CoreWeave began trading on Friday, marking the largest AI-related listing to date, with a more subdued response than expected. The company priced at $40 below its initial target price range of $47-50, and trimmed the number of shares offered. Despite this, CoreWeave raised $1.5 billion and secured a $14 billion market cap on Day 1.
CoreWeave’s co-founder and CEO Michael Intrator, along with Chief Strategy Officer Brian Venturo, had a humble start. After their energy industry hedge fund venture went south, they turned to cryptocurrency mining as a side hustle. They began with just a pool table in their Manhattan office and gradually scaled up to a warehouse of thousands of GPUs.
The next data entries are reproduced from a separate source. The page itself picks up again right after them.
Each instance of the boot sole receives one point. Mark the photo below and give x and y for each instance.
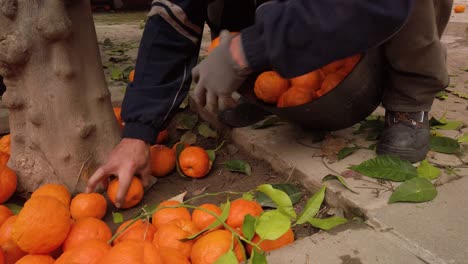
(406, 154)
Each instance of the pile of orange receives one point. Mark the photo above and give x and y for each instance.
(272, 88)
(55, 227)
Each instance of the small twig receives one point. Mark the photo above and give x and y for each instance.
(328, 167)
(80, 173)
(291, 173)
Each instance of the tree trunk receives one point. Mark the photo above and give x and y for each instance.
(61, 119)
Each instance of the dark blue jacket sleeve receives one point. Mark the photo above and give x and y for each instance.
(297, 36)
(168, 51)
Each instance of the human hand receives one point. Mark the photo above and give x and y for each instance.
(220, 74)
(130, 157)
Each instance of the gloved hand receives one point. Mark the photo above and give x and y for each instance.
(218, 76)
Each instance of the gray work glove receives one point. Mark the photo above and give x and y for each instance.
(218, 76)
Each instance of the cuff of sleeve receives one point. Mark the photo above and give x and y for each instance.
(254, 49)
(140, 131)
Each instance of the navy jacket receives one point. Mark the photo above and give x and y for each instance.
(293, 37)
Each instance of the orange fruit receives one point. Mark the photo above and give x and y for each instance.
(57, 191)
(4, 157)
(239, 209)
(170, 255)
(162, 160)
(36, 259)
(118, 116)
(134, 194)
(140, 230)
(117, 113)
(270, 245)
(269, 86)
(166, 215)
(309, 81)
(194, 162)
(89, 252)
(12, 252)
(162, 136)
(215, 42)
(88, 205)
(202, 219)
(5, 143)
(170, 234)
(84, 229)
(330, 82)
(133, 252)
(42, 225)
(296, 96)
(6, 229)
(209, 247)
(459, 9)
(8, 182)
(5, 213)
(131, 76)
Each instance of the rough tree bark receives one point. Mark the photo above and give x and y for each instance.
(61, 119)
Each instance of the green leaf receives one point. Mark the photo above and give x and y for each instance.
(346, 151)
(340, 179)
(327, 223)
(444, 145)
(442, 95)
(386, 167)
(116, 74)
(257, 257)
(428, 171)
(117, 217)
(373, 134)
(291, 190)
(435, 122)
(270, 121)
(272, 224)
(280, 198)
(463, 138)
(248, 227)
(189, 138)
(186, 121)
(14, 208)
(228, 258)
(372, 146)
(238, 166)
(205, 130)
(448, 125)
(414, 190)
(312, 206)
(107, 42)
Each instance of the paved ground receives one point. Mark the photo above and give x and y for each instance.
(432, 232)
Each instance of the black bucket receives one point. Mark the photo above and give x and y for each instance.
(355, 98)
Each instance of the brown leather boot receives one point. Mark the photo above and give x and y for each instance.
(406, 135)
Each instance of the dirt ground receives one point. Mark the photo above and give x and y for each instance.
(124, 31)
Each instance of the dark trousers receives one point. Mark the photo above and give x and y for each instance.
(416, 58)
(2, 86)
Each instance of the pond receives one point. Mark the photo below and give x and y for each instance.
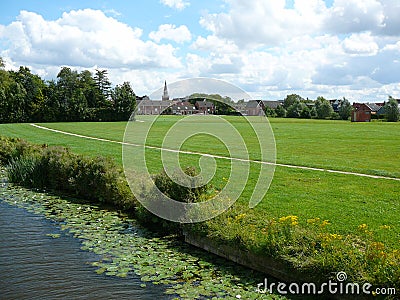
(55, 248)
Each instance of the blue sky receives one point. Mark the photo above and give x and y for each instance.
(269, 48)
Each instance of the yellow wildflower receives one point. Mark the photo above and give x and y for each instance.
(385, 227)
(363, 226)
(324, 223)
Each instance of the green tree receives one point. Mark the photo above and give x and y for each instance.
(305, 112)
(323, 108)
(280, 111)
(34, 87)
(295, 109)
(392, 110)
(102, 82)
(124, 101)
(291, 99)
(345, 109)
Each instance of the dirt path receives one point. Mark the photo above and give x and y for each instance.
(218, 156)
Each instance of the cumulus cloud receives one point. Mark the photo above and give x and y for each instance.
(179, 34)
(348, 16)
(83, 38)
(262, 22)
(177, 4)
(362, 44)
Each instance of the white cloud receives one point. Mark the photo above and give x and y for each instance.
(348, 16)
(260, 22)
(83, 38)
(171, 32)
(362, 44)
(177, 4)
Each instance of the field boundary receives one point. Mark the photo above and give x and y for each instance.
(218, 156)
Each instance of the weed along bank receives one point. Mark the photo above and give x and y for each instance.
(278, 237)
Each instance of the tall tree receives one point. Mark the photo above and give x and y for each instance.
(124, 101)
(345, 109)
(291, 99)
(295, 109)
(323, 108)
(34, 87)
(392, 110)
(102, 82)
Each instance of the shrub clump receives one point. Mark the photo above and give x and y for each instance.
(57, 169)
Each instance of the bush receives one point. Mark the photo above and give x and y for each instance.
(173, 190)
(57, 169)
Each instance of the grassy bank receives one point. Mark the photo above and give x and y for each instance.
(318, 222)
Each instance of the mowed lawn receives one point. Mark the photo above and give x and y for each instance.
(345, 200)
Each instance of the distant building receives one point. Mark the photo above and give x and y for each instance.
(165, 96)
(205, 107)
(363, 112)
(183, 108)
(255, 108)
(271, 104)
(152, 107)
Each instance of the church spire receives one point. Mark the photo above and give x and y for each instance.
(165, 94)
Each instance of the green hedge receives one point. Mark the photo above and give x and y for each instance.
(57, 169)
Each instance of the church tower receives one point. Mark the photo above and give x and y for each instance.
(165, 94)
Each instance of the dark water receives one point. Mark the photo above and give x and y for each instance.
(36, 266)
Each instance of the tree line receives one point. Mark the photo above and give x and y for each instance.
(294, 106)
(73, 96)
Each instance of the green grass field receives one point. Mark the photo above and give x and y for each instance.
(345, 200)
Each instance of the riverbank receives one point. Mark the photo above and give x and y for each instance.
(308, 247)
(125, 250)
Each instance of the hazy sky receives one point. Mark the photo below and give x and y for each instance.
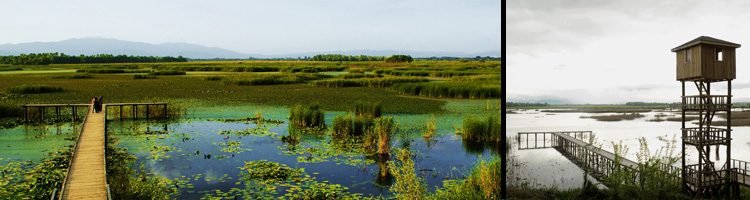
(592, 51)
(264, 27)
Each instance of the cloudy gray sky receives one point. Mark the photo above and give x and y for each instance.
(264, 26)
(592, 51)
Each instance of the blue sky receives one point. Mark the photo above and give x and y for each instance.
(604, 52)
(264, 27)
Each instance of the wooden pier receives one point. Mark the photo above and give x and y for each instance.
(87, 176)
(601, 164)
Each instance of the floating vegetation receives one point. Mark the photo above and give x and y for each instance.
(34, 89)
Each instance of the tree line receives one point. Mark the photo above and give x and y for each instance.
(61, 58)
(339, 57)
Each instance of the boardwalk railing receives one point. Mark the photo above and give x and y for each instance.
(75, 149)
(598, 162)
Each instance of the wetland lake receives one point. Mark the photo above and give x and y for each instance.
(548, 168)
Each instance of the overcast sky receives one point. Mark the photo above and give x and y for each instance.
(592, 51)
(264, 27)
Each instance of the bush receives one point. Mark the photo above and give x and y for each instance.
(309, 115)
(167, 72)
(487, 129)
(34, 89)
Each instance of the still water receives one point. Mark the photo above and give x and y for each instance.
(548, 168)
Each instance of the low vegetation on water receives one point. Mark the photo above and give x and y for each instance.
(616, 118)
(34, 89)
(39, 182)
(127, 182)
(307, 115)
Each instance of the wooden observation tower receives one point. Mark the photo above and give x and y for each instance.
(706, 61)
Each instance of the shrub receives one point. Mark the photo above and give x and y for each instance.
(368, 109)
(487, 129)
(309, 115)
(167, 72)
(34, 89)
(142, 76)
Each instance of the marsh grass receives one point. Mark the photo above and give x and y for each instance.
(368, 109)
(34, 89)
(167, 72)
(482, 183)
(366, 82)
(102, 71)
(351, 125)
(486, 129)
(407, 185)
(142, 76)
(307, 115)
(472, 90)
(272, 79)
(74, 76)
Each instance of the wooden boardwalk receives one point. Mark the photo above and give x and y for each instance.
(87, 177)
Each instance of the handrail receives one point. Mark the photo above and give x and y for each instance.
(75, 149)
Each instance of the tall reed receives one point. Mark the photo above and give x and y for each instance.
(307, 115)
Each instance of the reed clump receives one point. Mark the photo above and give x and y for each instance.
(307, 115)
(368, 109)
(34, 89)
(486, 129)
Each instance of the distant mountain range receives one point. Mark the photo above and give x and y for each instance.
(91, 46)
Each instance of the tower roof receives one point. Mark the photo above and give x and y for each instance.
(705, 40)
The team’s foray into cryptocurrency led them to meet EleutherAI, an open-source group working on large language models (LLMs). In exchange for access to GPUs, CoreWeave gained expertise in AI training. This partnership proved crucial, as it introduced the company to paid customers and sparked a new business direction.
CoreWeave has since established itself as a leading AI training infrastructure provider, with 32 data centers and 250,000 GPUs. The company has also landed major clients like Microsoft and OpenAI, which signed a $12 billion deal with CoreWeave in recent times.
Despite the significant debt of $7.6 billion, which is largely due for repayment within two years, Venturo insists that CoreWeave’s customer deals cover the costs. He attributes his company’s success to a combination of luck and strategic partnerships. As he aptly puts it, “There’s so much luck along the way, it’s crazy.”